そんなカオスが広がっていたとかいなかったとか……
小屋から飛び立ち早10分。森の外が見えてきました。念のため"隠密"も使ったから戦闘はなし。空飛べるっていいね。
「ヴィント様。騎士団の者たちです」
テオたちの姿も見えてきたけど僕たちには気づいてないみたい。
「テオ~」
「おっ、来たな。すげえな、自分の血でつくってあるのか。その羽」
「うん、便利だよ」
「いいなぁ、俺も飛んでみたいぜ」
「風属性の魔法使えないの?」
「俺のステータスみるか?」
ステータス
名前:テオフィール・ハミルトン
年齢:263
性別:男
種族:人間
身長、体重:213㎝、99.8㎏
レベル:201
HP:210000
MP:203000
魔法適正:火、土、時
魔法:空間収納、火弾、土弾、
身体強化、土壁
スキル:剣術Lv.10、槍術Lv.7、
気配察知Lv.7、魔力感知Lv.3
体術Lv.6、隠密Lv.4、
加護:戦女神の加護、
火・土の精霊王の加護
称号:超越者
「風魔法は持ってないんだね~。あとで僕が一緒に飛んであげるよ」
「まじで!?楽しみにしとくわ」
へぇ~、意外と子供っぽいところもあるんだね~。なんか可愛いかも。
「ていうか、年齢が263才ってどういうこと?"超越者"の称号と関係あるの?」
年が263っておじいちゃんじゃん。
「超越者ってのは強さの限界を越えた亜人や人間に与えられる称号だ。病気や寿命で死ぬことはない。HPが0にならない限りな」
「ふ~ん、そうなんだ。テオは強いんだね~。あとで僕と手合わせしてよ」
めんどくさいのは嫌いだけど、こういうのはね~。ゲーマーの血が疼くっていうか、もっと強くなりたい!って思っちゃうんだよね~。

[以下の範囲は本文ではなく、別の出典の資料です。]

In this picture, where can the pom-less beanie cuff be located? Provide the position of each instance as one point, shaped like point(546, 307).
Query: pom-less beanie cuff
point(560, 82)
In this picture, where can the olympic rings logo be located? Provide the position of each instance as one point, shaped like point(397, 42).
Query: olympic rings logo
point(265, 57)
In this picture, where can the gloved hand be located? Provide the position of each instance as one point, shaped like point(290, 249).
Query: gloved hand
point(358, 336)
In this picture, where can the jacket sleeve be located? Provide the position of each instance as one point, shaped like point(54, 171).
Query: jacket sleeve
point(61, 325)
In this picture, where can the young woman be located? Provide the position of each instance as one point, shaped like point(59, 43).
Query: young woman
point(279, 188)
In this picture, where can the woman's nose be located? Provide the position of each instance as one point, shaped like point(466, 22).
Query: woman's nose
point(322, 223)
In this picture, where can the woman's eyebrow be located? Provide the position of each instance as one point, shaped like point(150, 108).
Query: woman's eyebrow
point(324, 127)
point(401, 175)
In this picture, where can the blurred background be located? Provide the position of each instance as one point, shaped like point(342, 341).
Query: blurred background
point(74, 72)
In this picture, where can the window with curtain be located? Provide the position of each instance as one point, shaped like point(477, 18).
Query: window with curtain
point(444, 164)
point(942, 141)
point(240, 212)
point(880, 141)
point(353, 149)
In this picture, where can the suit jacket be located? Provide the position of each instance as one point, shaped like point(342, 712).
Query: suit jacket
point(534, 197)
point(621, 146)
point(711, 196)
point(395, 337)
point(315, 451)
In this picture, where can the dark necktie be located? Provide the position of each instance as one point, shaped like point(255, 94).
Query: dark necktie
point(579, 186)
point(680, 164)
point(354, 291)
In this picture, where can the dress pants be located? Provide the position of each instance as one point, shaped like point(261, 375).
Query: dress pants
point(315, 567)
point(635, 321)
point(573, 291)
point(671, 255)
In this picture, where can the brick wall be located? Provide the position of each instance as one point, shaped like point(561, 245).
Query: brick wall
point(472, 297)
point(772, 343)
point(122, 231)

「いいぜ。俺もヴィントと手合わせしたいって思ってたところだ」
「んじゃ、決まりね。とっとと皇都に行こ」
「了解。お前は俺とヒュー、あとそこのメイドと一緒に馬車な」
「おぉ~。初めて乗るよ、楽しみ~。ミリアンヌは乗ったことあるよね?」
「はい、一応公爵令嬢でしたから」
そうだよね~。公爵令嬢が馬車使わないって聞いたらびっくりするよ。
「はぁ~?あんた、公爵令嬢だったのか。道理で言葉遣いが丁寧だと思った。どこの国出身だ?」
「アーノルド王国です」
「てことはあんたが国外追放の令嬢かい?すごい偶然もあったものだな」
「みなさん、お喋りはそこまでにしてください。出発しますよ」
「あぁ、了解。じゃ、行くか」
「ん、馬車楽しみ」
僕たちが乗る馬車は特別豪華なわけでもないが座り心地は良さそうだ。
「では、出発しますよ」
僕たちを乗せた馬車がゆっくりと皇都に向けて動き出した。
※
馬車が出発してから2時間。テオやヒューにユエン皇国について教えてもらいながら馬車のなかで過ごしていた。でももう限界。さっきから僕の首はカクンカクンしている。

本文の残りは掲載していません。